Stability AI, a company mostly known for AI-generated visuals, launched a text-to-audio generative AI platform called Stable Audio.
Stable Audio uses a diffusion model, the same AI model that powers the company’s more popular image platform, Stable Diffusion, but trained with audio rather than images. Users can use it to generate songs or background audio for any project.
Audio diffusion models tend to generate a fixed length of audio, which is terrible for music production as songs can vary in length. Stability AI’s new platform lets users make sounds at different lengths, requiring the company to train on music and add text metadata around a song’s start and end time.
Previously, audio taught on a 30-second clip can only generate 30 seconds of audio and create arbitrary sections of songs. Stability AI said tweaking the model now allows users of Stable Audio to have more control over how long the song will be.

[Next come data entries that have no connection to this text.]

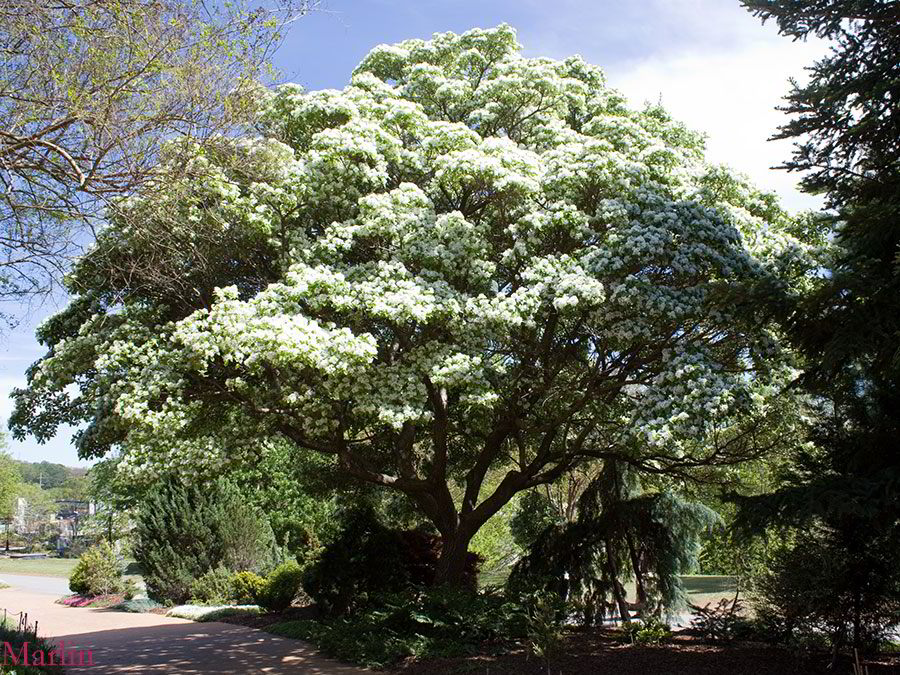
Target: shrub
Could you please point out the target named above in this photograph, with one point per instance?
(207, 613)
(213, 588)
(368, 558)
(438, 622)
(722, 622)
(649, 631)
(99, 572)
(246, 587)
(184, 531)
(281, 587)
(138, 605)
(545, 613)
(814, 589)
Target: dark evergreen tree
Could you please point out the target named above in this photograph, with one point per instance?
(183, 531)
(843, 490)
(621, 533)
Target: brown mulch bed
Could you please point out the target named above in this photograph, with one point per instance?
(600, 651)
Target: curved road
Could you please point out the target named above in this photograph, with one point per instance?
(148, 643)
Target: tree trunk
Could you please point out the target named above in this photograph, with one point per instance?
(618, 591)
(452, 562)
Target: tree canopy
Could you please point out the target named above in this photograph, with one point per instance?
(465, 260)
(92, 92)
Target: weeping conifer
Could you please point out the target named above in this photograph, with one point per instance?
(621, 534)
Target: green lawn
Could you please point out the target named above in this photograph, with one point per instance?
(40, 567)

“Stable Audio represents the cutting-edge audio generation research by Stability AI’s generative audio research lab, Harmonai,” the company said in a statement. “We continue to improve our model architectures, datasets, and training procedures to improve output quality, controllability, inference speed, and output length.”
According to the company, it trained Stable Audio with “a dataset consisting of over 800,000 audio files containing music, sound effects, and single-instrument stems” and text metadata from stock music licensing company AudioSparx. The dataset represents more than 19,500 hours of sounds. By partnering with a licensing company, Stability AI says it has permission to use copyrighted material.
Stable Audio will have three pricing tiers: a free version that lets users create up to 45 seconds of audio for 20 tracks a month; an $11.99 Professional level for 500 tracks that are up to 90 seconds long; and an Enterprise subscription, through which companies can customize their usage and price. Those using the free version cannot commercially use audio they make with Stable Audio.
Text-to-audio generation is not new, as other big names in generative AI have been playing around with the concept. Meta released AudioCraft in August, a generative AI suite of models that help create natural-sounding ERM, sound, and music from prompts. It is so far only available to researchers and some audio professionals. Google’s MusicLM also lets people generate sounds but is only available for researchers.
As with other generative AI audio platforms, a big chunk of Stable Audio’s potential use cases will be in making background music for podcasts or videos to make those workflows faster.
Stability AI announced its plans to expand into audio generation and video and 3D images last year.